China ha decidido romper con uno de los pilares de su modelo educativo: las interminables jornadas de estudio fuera del aula. El Gobierno ha endurecido las restricciones a los deberes en casa y ha puesto el foco en un nuevo principio: el rendimiento debe medirse dentro de la clase, no en maratones nocturnos de trabajo.
La reforma, enmarcada en la política de “doble reducción”, busca limitar de forma efectiva el volumen de tareas que los estudiantes se llevan a casa, al tiempo que obliga a los centros educativos a reforzar la calidad y la exigencia durante el horario lectivo.
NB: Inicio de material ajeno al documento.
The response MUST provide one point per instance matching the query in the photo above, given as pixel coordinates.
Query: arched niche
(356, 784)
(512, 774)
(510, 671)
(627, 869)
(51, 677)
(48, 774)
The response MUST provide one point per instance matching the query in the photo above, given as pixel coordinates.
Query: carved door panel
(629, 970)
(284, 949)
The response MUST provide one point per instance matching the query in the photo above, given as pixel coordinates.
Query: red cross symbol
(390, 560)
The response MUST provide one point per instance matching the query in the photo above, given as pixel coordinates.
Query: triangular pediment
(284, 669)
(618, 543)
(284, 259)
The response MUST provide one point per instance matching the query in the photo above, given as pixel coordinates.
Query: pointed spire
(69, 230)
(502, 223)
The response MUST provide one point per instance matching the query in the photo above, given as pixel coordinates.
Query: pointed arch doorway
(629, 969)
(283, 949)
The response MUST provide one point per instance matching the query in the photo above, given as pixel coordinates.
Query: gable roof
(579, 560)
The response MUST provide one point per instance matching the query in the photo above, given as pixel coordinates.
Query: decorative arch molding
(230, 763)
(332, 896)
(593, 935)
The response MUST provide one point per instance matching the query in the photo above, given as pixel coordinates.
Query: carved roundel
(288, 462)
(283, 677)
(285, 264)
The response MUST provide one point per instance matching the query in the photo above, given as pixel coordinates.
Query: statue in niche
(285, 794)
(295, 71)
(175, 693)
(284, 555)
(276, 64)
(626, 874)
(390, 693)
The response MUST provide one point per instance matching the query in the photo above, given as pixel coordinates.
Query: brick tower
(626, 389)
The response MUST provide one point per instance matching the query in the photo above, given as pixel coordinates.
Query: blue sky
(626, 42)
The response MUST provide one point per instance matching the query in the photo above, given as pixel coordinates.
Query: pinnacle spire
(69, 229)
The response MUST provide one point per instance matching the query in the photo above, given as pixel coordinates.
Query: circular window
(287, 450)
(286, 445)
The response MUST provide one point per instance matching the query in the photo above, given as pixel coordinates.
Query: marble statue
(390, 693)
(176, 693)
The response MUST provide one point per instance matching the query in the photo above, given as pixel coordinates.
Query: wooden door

El giro no es casual. Pekín mira ahora hacia sistemas europeos como el francés, donde el peso del aprendizaje recae principalmente en el aula y se reduce la dependencia de academias privadas o refuerzos externos.
Durante años, millones de estudiantes chinos han estado sometidos a rutinas extenuantes, con jornadas que combinaban clases, deberes y formación extra hasta bien entrada la noche. Un modelo que ha generado altos niveles de estrés, fatiga y presión familiar.
Con esta reforma, el Gobierno pretende no solo mejorar el bienestar de los alumnos, sino también atajar problemas estructurales como la caída de la natalidad y el creciente rechazo social a un sistema educativo percibido como excesivamente competitivo.
El mensaje es contundente: menos deberes, más clase. Y una nueva forma de medir el rendimiento.